= Time Will Tell (Millie album) =

Time Will Tell is a 1970 album by Jamaican singer Millie (best known as the singer of the 1964 hit “My Boy Lollipop”), reissued in 2004 on CD by Trojan Records with additional tracks.

Most of the original tracks are love songs, but the album also includes a cover version of Nick Drake's "Mayfair." Among the extra tracks are 1962-1963 ska duets with Roy Panton, duets with Jackie Edwards and solo tracks from the mid-1960s which have been described as being in more of a R&B style, and ska tracks from the later 1960s. The production was by Eddie Wolfram with the backing band of Symarip.

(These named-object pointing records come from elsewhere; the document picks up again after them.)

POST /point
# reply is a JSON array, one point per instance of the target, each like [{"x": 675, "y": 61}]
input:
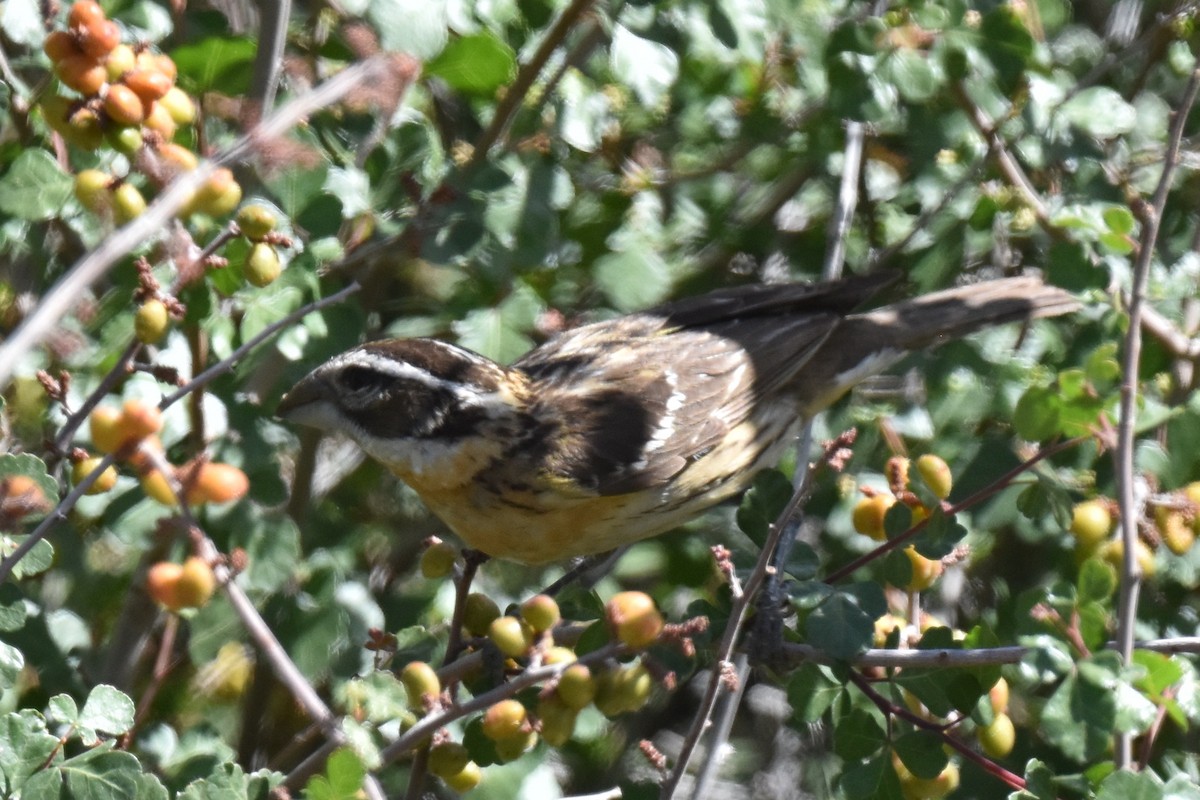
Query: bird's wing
[{"x": 635, "y": 407}]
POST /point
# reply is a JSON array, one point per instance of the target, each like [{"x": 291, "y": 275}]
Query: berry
[
  {"x": 262, "y": 265},
  {"x": 576, "y": 686},
  {"x": 119, "y": 61},
  {"x": 999, "y": 738},
  {"x": 151, "y": 320},
  {"x": 1091, "y": 523},
  {"x": 179, "y": 106},
  {"x": 510, "y": 636},
  {"x": 106, "y": 428},
  {"x": 256, "y": 221},
  {"x": 868, "y": 516},
  {"x": 85, "y": 13},
  {"x": 60, "y": 44},
  {"x": 99, "y": 40},
  {"x": 219, "y": 196},
  {"x": 148, "y": 84},
  {"x": 438, "y": 560},
  {"x": 478, "y": 613},
  {"x": 448, "y": 758},
  {"x": 91, "y": 190},
  {"x": 924, "y": 571},
  {"x": 127, "y": 203},
  {"x": 82, "y": 73},
  {"x": 505, "y": 720},
  {"x": 936, "y": 475},
  {"x": 196, "y": 583},
  {"x": 467, "y": 780},
  {"x": 139, "y": 420},
  {"x": 420, "y": 681},
  {"x": 82, "y": 469},
  {"x": 541, "y": 613},
  {"x": 162, "y": 581},
  {"x": 213, "y": 482},
  {"x": 634, "y": 619}
]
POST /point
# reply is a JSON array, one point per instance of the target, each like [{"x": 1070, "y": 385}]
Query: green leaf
[
  {"x": 858, "y": 735},
  {"x": 219, "y": 62},
  {"x": 474, "y": 65},
  {"x": 1101, "y": 112},
  {"x": 647, "y": 67},
  {"x": 35, "y": 187},
  {"x": 413, "y": 26},
  {"x": 762, "y": 504},
  {"x": 1125, "y": 785},
  {"x": 811, "y": 690},
  {"x": 922, "y": 752},
  {"x": 871, "y": 780}
]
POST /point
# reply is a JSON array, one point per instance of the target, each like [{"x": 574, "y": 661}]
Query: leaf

Robert Kirby was credited for the instrumental arrangements.

==Track listing==
1. "Melting Pot"
2. "My Love And I"
3. "Mayfair"
4. "Poor Little Willie"
5. "Give Me Tomorrow"
6. "White Boys"
7. "Enoch Power"
8. "Going To The Circus"
9. "Come And Hold Me Tight"
10. "Sunday Morning"
11. "I Couldn't Take My Love Away From You"
12. "No Good"
13. "Time Will Tell"
14. "We'll Meet" (*)
15. "You're The Only One" (*)
16. "Oh Merna" (*)
17. "Marie" (*)
18. "The Vow" (*)
19. "My Desire" (*)
20. "That's How Strong My Love Is" (*)
21. "My Street" (*)
22. "A Mixed Up, Fickle, Moody, Self-Centred, Spoiled Kind Of Boy" (*)
23. "Peaches And Cream" (*)
24. "Ooh Ooh" (*)
25. "You Better Forget" (*)
26. "Three Nights A Week" (*)
27. "I've Been Around" (*)
28. "Honey Hush" (*)

NB. (*) indicates the extra track(s) included on the album's re-issue.